Lima tahun pernah bersama, harusnya ia lebih mengenal diriku dengan dekat. Bukan melayangkan dugaan, yang jelas merobek hati.

"Bang, aku punya kantor sendiri. Produk kosmetik dengan brand ternama, Mella Beauty's." Dahinya tampak mengernyit, sudah kuduga ia tak akan percaya begitu saja.

Mata hatinya tengah tertutup, dengan kehadiran wanita baru. Apalagi si dia tengah mengandung, entah mengapa sebagian hatiku begitu enggan untuk mempercayainya.

"Sudahlah Mell, waktuku nggak banyak. Hanya untuk memberi tahu hal itu, selebihnya kita tahu. Bahwa kamulah yang mandul di sini," cetusnya masih saja menganggap ucapanku sebagai bualan semata.

Nilailah aku sesuka hatimu Bang.

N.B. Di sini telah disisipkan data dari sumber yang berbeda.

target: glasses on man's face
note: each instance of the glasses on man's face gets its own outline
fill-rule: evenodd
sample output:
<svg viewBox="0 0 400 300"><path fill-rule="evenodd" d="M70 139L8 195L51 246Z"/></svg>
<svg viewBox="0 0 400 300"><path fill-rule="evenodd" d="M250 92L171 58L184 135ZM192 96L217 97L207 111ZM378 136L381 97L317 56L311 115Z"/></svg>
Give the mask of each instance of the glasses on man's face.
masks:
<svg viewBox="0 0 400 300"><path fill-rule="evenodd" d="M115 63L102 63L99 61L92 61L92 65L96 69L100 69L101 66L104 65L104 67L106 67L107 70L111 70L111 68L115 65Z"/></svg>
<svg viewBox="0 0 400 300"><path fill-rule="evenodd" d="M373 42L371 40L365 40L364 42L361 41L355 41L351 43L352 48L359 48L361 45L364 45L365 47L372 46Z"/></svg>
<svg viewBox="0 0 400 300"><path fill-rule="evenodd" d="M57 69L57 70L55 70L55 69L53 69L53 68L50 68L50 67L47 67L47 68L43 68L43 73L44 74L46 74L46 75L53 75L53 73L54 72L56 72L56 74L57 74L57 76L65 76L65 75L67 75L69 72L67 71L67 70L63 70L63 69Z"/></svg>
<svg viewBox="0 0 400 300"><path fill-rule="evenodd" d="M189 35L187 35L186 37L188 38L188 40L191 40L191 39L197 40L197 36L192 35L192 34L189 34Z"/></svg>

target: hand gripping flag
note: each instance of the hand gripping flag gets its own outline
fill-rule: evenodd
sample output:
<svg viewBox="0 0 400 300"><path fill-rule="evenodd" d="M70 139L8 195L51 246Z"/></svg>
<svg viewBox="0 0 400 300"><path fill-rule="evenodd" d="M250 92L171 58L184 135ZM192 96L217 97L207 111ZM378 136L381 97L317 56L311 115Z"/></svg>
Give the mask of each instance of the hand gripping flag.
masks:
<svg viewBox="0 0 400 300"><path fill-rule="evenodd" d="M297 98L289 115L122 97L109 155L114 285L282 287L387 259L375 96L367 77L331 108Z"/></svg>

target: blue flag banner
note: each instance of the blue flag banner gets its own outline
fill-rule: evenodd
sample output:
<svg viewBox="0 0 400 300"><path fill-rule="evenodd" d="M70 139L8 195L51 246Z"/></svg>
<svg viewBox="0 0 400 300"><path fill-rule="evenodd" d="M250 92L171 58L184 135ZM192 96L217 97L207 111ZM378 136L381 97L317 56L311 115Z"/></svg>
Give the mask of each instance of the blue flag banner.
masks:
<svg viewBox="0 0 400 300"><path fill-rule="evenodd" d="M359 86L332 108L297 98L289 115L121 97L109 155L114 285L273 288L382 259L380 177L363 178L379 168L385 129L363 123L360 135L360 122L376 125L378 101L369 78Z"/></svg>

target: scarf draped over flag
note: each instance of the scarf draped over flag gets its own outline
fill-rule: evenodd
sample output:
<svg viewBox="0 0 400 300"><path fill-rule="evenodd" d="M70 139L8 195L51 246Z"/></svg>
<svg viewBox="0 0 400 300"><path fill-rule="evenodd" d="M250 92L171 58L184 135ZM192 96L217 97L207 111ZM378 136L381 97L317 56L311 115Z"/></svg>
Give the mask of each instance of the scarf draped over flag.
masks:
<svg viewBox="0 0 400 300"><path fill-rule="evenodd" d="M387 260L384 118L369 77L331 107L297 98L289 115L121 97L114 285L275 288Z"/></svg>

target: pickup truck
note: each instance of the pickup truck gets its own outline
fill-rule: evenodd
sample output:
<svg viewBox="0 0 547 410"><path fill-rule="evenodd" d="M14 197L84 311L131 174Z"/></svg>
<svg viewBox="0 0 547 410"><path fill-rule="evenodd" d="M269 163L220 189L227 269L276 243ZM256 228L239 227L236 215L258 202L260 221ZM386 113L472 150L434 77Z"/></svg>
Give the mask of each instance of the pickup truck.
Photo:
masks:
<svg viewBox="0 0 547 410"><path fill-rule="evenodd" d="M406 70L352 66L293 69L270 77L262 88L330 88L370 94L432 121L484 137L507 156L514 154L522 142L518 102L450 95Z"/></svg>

Semoga sang waktu, benar-benar akan membuat dirimu menyesal. Membuang aku, demi cinta yang semu.

"Hanya itu, aku kira ... Kamu kangen sama aku. Hm, sudah lama kita tidak berbagi peluh." Berucap dengan sedikit manja, kuelus pergelangan tangan sang mantan. Membuat dirinya terpaku beberapa saat, mungkin sedikit menggali ingatan tentang kebersamaan kami.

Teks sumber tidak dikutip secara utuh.